If you are running a website with fairly high traffic, one of the things that you will want to do is to migrate your images/videos out of your server and serve them from a Content Delivery Network (CDN). The greatest benefit of a CDN is that it can serve your web content from the location closest to your reader, and thus speed up the loading of your site, reduce your server bandwidth usage and of course rank well in the search engine.

While there are many CDN providers around, the one that I will go for is Amazon CloudFront. The reason is because it is well-integrated with Amazon S3 (and other Amazon Web Services). If you are not aware, Amazon S3 is a cloud storage services provided by Amazon that allows you to save a great amount of files for cheap. You can use Amazon S3 to backup your personal files or to store your web content such as images and videos. There is no monthly charge and you only pay for what you use, so you don’t have to worry about any long term commitment.

By itself, Amazon S3 is only a storage services. To use it as a CDN, you have to activate CloudFront and configure your Amazon S3 with it.

Note: This tutorial assumes that you already have an Amazon Web Services (AWS) account and using Amazon S3 to store your website images/videos.

1. Login to your AWS Management Console.

2. Click the CloudFront tab.

aws-cloudfront-tab

3. Click the “Create Distribution” button.

aws-cloudfront-create-distribution

4. In the “Delivery Method” field, choose “Download” if you are serving static content (like images) or “Streaming” if you are serving media files (like podcast, videos etc.). Next, select the Amazon S3 bucket that you want to serve as CDN. Click “Continue”.

aws-cloudfront-distribution-options

5. The next step is to configure the CNAME. The CNAME is a masked URL (usually a sub-domain name of your website, for example, http://cdn.maketecheasier.com) that points to the actual CDN URL. To illustrate this, Amazon CloudFront will serve your content from a http://xyz.cloudfront.net domain. By using a CNAME, you can serve the content from your domain, such as http://cdn.your-domain-name.com rather than the cloudfront URL.

In the CNAME field, enter a sub-domain that you want to use to serve your content.(Note: Do not put “http://” infront of your sub-domain).

aws-cloudfront-cname

The logging option is optional. If you set it to ON, it will log all the events and details onto a log file. You will have to specify a bucket for it to store the log file.

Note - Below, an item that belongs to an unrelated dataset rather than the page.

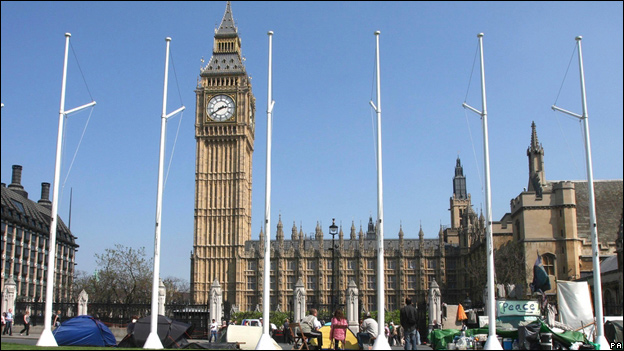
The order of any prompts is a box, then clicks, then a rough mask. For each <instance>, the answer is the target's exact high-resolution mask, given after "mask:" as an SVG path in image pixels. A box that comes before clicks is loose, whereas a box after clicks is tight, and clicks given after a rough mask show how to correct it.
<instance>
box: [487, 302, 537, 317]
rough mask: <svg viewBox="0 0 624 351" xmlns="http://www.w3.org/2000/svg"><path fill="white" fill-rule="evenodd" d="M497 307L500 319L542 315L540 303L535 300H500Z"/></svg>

Make sure the distribution status is set to “Enable”. Click “Continue”.

6. Lastly, review your settings. If everything is correctly, click “Create Distribution”.

aws-cloudfront-review

Amazon CloudFront will now take a while to configure itself. When you see the “Deployed” status, your CDN is now ready to use.

aws-cloudfront-deployed

Still in the AWS Management Console, copy your CloudFront domain name for this particular distribution.

aws-cloudfront-domain-name

Contact your webhost and get them to create a CNAME record to point the sub-domain you have entered previously to this CloudFront domain name.

That’s it. As long as you use this sub-domain in your website, all your static files will be served from the location closest to your readers.